Extended Data Fig. 6
Extended Data Fig. 6. Prognostic role of Simpson Grade resection across Molecular Groups.
a. PFS in each Molecular Group (MG) based on grouping meningiomas that received a Simpson grade 1 or 2 resection together vs those that received a Simpson grade 3 resection. b. PFS in each Molecular Group for meningiomas that received a Simpson grade 1 resection vs a Simpson grade 2 resection. (c-d) Results from the multivariable Cox proportional hazards model showing the effect of Simpson grade on PFS when controlling for age, sex, WHO grade, receipt of adjuvant RT, and tumor location with an interaction term between Simpson Grade and Molecular Group.
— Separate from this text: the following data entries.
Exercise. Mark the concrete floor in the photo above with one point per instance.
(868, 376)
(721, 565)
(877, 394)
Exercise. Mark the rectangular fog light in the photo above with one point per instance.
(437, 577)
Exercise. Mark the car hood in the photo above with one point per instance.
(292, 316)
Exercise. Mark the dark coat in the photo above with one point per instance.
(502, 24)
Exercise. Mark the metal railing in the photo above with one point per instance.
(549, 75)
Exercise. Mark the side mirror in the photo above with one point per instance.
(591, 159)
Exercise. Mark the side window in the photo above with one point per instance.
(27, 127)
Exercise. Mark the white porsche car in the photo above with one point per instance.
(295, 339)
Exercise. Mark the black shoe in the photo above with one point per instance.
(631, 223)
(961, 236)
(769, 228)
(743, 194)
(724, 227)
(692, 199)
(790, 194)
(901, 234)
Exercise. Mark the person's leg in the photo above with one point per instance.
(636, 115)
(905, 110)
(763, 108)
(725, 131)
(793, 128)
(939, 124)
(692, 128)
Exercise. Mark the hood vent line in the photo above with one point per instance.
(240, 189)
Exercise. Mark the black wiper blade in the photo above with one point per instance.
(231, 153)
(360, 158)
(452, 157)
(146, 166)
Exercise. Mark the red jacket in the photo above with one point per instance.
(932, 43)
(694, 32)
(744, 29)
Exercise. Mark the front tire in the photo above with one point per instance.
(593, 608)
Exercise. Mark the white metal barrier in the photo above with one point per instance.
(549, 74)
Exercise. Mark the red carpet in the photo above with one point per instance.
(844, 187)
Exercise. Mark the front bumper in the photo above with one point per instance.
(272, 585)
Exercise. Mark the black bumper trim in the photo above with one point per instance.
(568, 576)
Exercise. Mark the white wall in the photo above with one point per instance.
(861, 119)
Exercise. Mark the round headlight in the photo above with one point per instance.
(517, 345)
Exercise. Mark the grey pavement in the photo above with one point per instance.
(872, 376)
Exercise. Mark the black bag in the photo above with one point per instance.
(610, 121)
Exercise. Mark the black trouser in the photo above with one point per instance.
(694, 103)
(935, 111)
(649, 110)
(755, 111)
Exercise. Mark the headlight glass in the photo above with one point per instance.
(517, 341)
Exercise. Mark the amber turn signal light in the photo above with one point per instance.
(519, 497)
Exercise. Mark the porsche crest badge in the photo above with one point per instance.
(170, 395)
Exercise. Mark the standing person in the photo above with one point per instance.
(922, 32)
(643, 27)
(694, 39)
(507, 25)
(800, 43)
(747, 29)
Box size for the forest plots in (c) is relative to the weight of the effect size with its center representing the HR and horizontal error bars representing the 95% confidence interval of the hazard ratios for each of the covariates included in the multivariable Cox regression models presented.
Extended Data Fig. 7
Extended Data Fig. 7. RTOG-0539 trained DNA methylation model of RT response and molecular nomogram.
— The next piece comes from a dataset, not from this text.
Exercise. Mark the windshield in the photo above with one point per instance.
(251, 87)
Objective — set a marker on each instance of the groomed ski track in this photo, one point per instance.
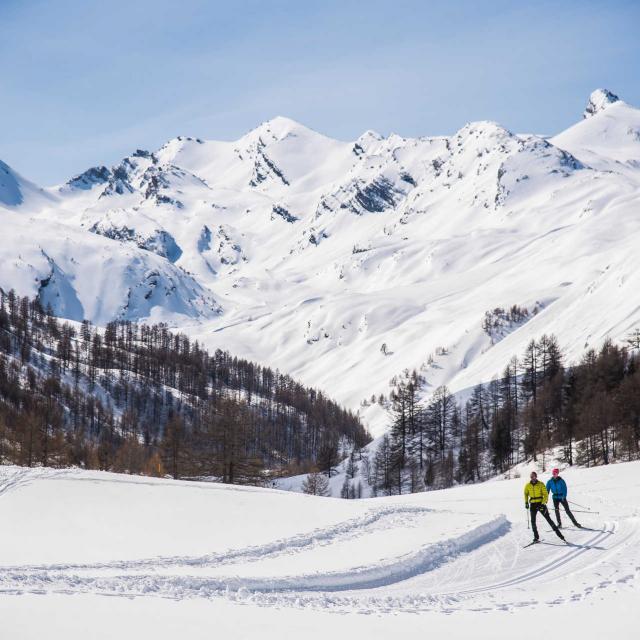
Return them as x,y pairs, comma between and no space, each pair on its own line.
448,550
a. Representative screenshot of DNA methylation .idat files uploaded for 2 separate samples and their respective probabilistic risk of recurrence within 3 years of surgery and adjuvant RT on the publicly available RTOG DNA methylation predictor site. b. representative magnetic resonance images of the same sample cases uploaded to the predictor in panel (a) with one RT-resistant case demonstrating recurrence within 3 years of clinical follow-up after gross total resection and adjuvant radiotherapy (above), and a different case in another patient (below) demonstrating interval stability after 3-years following similarly gross total resection and adjuvant RT. (c-d). RT-specific PFS outcomes of meningiomas within each WHO grade of the first (c) and second (d) retrospective validation cohorts stratified into an RT-resistant and RT-responsive group based on the predicted DNA-methylation based RT risk score. P-values generated from Log-rank test. e. Molecular nomogram built using the DNA methylation based RT predictor, WHO grade, EOR, and RT dose to predict PFS post-surgery and adjuvant RT using the RTOG-0539 cohort as the training cohort. Each variable in the nomogram is scaled accordingly and values/scores for each variable are assigned points which cumulatively add up to estimate a probabilistic risk of recurrence within 3-years of treatment. f. clinical nomogram built using the same variables and training cohort as in (e) except without DNA methylation risk score. g. AUC and 95% CI demonstrating the predictive accuracy of the molecular and clinical nomogram respectively validated in the same retrospective cohort of RT-treated meningiomas (N=276).